Jackie Robinson, What Were You Thinking?

By Wesley Chism Jr.
Updated: February 4, 2009

SEATTLE — Being “the first” at something isn’t all that it’s cracked up to be, trust me. I was the first African American kid in my elementary school in Harrisburg, Pennsylvania and ever day I was show and tell.

It takes a special type of person to go where no man has gone before, especially one who looks different from what people are use to seeing or comfortable being around.

Sure, Jackie Robinson breaking the color barrier in baseball as he entered the league in 1947 was a great accomplishment that we all applaud and are very proud of it.
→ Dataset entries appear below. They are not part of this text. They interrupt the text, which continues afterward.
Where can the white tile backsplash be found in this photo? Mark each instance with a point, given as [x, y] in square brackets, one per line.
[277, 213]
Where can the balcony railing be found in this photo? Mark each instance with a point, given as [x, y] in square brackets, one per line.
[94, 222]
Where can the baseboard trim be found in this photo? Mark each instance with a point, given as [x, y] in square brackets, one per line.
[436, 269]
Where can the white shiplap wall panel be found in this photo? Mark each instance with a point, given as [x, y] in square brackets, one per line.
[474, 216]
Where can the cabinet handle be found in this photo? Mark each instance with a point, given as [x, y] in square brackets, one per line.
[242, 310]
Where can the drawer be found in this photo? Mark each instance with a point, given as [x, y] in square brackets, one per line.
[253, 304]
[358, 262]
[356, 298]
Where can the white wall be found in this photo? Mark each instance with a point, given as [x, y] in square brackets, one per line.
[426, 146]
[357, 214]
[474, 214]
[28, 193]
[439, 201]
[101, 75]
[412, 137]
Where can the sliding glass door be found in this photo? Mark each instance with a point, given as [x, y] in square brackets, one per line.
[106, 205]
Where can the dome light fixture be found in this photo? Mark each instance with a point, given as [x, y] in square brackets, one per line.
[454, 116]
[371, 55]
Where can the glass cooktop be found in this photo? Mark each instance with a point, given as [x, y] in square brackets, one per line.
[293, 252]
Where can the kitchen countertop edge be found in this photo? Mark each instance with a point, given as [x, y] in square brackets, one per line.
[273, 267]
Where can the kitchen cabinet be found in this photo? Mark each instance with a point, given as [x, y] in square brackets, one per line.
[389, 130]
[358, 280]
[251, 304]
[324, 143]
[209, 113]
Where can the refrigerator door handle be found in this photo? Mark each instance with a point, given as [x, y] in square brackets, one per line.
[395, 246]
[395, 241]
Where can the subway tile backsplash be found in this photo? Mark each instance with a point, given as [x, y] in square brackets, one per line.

The truth of the matter was that all he wanted to do was play a simple kids game, baseball. He wasn’t trying to make any statement nor had a hidden agenda other than proving that he could compete with anyone and belonged.

By doing this, Jackie Robinson put himself in a very vulnerable position where his failure or success wasn’t just a reflection on him but millions of African Americans and other people of color around the world.

I can’t even imagine the weight that he was carrying on his shoulders. With every swing of his bat, the world was watching, listening and reading everyday to see not only what he could do but how he would respond.

“Sticks and stones my brake my bones but names will never hurt me.” That’s the biggest lie that I’ve ever heard or at least second too, “I never had sexual relations with that women.”

The names that Jackie was called were cruel and demeaning. It wasn’t like there were just one or two hecklers in the stands but thousands. These ignorant people would come to the game early just to unleash this hate.

To have your life threaten in every other city, the threatening phone calls to your home or hotel and countless pieces of hate mail just to play baseball doesn’t seem worth it to me but it did to Jackie Robinson.

Despite all of that, I imagine that the worst thing that Jackie Robinson probably faced was dealing with the media after every game and their bias line of questioning. I’m sure that they would always try to bait him into something or catch him off guard.

For example, Jackie could’ve just hit for the cycle and some journalist would come up and ask him, “Great game but what do you think about that colored guy named Wesley who robbed that liquor store and shot everybody inside?

Jackie wasn’t given the courtesy of a brush back pitch. Often times it was the intent of the opposing team to hit him and when they did he just dust himself off and headed to first base.

I imagine that not being a big deal for him, what really hurt was not having anyone in the dugout to charge the mound or at least make some type of gesture for his defense.

All of this over a simple game of baseball? Yes! And there’s nobody that could’ve served as a vessel to document this moment in history better than Jackie Robinson.

He was so much more than a baseball player. Jackie Robinson had integrity, perseverance and indomitable spirit. What he did on the field was just as relevant as what he did off the field.

I am humbled and grateful for his sacrifice.